We all have things we’re waiting for, right?

Healing. A better job. Children. A spouse. Wayward children to come back. A broken relationship healed.

I usually assume God has me wait because I need to develop patience.

But lately I was thinking that maybe God might be having me wait because I need time to become the person I need to be in order to appreciate or handle what He’s going to give me.

This week I spent a good bit of time on the phone with one of my boys. He called me (and gave me a hard time because I didn’t answer his texts fast enough, lol) and wanted a little advice. Right there, I just want to stop and shake my head in amazement. I can’t believe my kids call me and ask for advice.

Anyway, several years ago he asked me about a girl and I told him he was too young. He wasn’t ready and neither was she. (I know my beliefs are weird, but I am completely against dating. To me, it’s practice for divorce.) I told him they both needed to grow up; they both needed to grow closer to the Lord.

To him, the few years I suggested seemed like an eternity.

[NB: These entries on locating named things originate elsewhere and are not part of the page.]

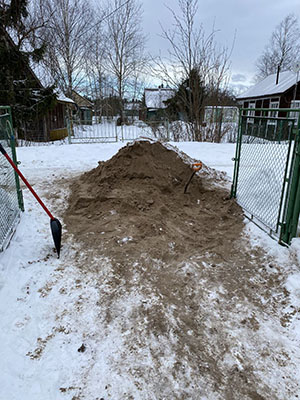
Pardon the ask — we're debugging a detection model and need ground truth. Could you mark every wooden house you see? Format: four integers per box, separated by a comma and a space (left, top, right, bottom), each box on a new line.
0, 26, 75, 141
71, 90, 94, 125
237, 71, 300, 109
144, 86, 176, 120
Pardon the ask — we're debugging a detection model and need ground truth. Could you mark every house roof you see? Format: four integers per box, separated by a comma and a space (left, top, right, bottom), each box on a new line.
56, 92, 75, 104
72, 90, 93, 109
145, 88, 175, 109
238, 71, 299, 100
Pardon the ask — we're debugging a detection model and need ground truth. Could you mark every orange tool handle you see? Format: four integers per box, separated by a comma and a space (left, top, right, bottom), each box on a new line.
193, 162, 202, 172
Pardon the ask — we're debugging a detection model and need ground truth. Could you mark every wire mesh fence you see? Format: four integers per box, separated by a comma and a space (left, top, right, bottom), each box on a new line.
0, 107, 22, 251
232, 109, 299, 242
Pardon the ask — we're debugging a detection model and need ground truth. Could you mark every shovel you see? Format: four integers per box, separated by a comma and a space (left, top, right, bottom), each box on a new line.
183, 162, 202, 194
0, 143, 61, 258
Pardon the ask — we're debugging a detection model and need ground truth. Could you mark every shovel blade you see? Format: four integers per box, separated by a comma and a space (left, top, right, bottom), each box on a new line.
50, 218, 62, 258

At the time I told him he didn’t have to “waste” those years. He could spend them working on himself, becoming a better Christian, a better human, to grow and develop himself so that she wouldn’t just be getting a good husband, she’d be getting a great one (we all have room for improvement, right?).

I said to ask people what his faults were. Ask God to show him areas where he could grow and get better. Then do the hard work of self-control and self-denial and become better. It’s tough.

Anyway, he didn’t want to, but he listened to me and didn’t pursue a relationship with that girl.

This week when we talked he said, “I’m reading my Bible, I have a closer walk with the Lord than ever before, I’m reading books, I’ve limited the amount of TV I watch to a football game on Sunday afternoon, I’ve lost ten pounds and here’s what else I’ve been doing.”

We talked for a really long time. Honestly, it was a little surreal because I heard echoes of my words through the years of his childhood in the things that he said to me and in the advice that he’d mentioned he’d given to someone.

My advice to him this time when he asked me (about the same girl) was much different than it had been all those years ago. For me, asking my son to wait wasn’t as much about him needing to develop patience as it was about knowing he needed to grow and mature.

He didn’t like the waiting, and it wasn’t easy, but he used that time wisely and the girl he wants is going to be getting a really great guy (okay, my opinion is just a touch biased) who loves the Lord and who wants to do God’s will for his life, wants to lead his family and love, (Biblically, sacrificially) love, his wife.

He will be a much better husband, father and person because he used his time of “waiting” to grow his character and develop his relationship with the Lord. Growth takes time. It also takes work.

Waiting on God to answer our prayer is hard. And some things just aren’t going to happen without a miraculous intervention. But, while I’m waiting for that miracle, while I’m waiting on God to answer, while I’m waiting for God to give me the desire of my heart, I can use my time wisely.

Dust off my Bible, make a prayer list and talk to God, deny myself and look around for someone to help, walk away from the internet, turn off the TV, read books that inspire, find friends who encourage me to be a better human (and I encourage them the same way), stop fussing over stupid politics, focus on being a servant, take a walk, be thankful for little things, smile, laugh, find a way to make other people smile and laugh, encourage someone and pray for them, too…goodness, there’s no end to the things we can do. And we don’t have to do them by ourselves. If your kid wants to do something good, you’re going to do everything in your power to help them, right?

God will help you learn new habits and become a better person, just ask. (But still expect to put the work in. He’ll help, but He doesn’t usually do it for us. : )

Waiting is hard. It’s frustrating. It can be discouraging. But God always has a plan. And maybe He really wants to implement that plan, but He’s waiting on us to grow first, so we’re able to handle all the good stuff He wants to give us.

Are we working to become more like Christ while we wait for God to move?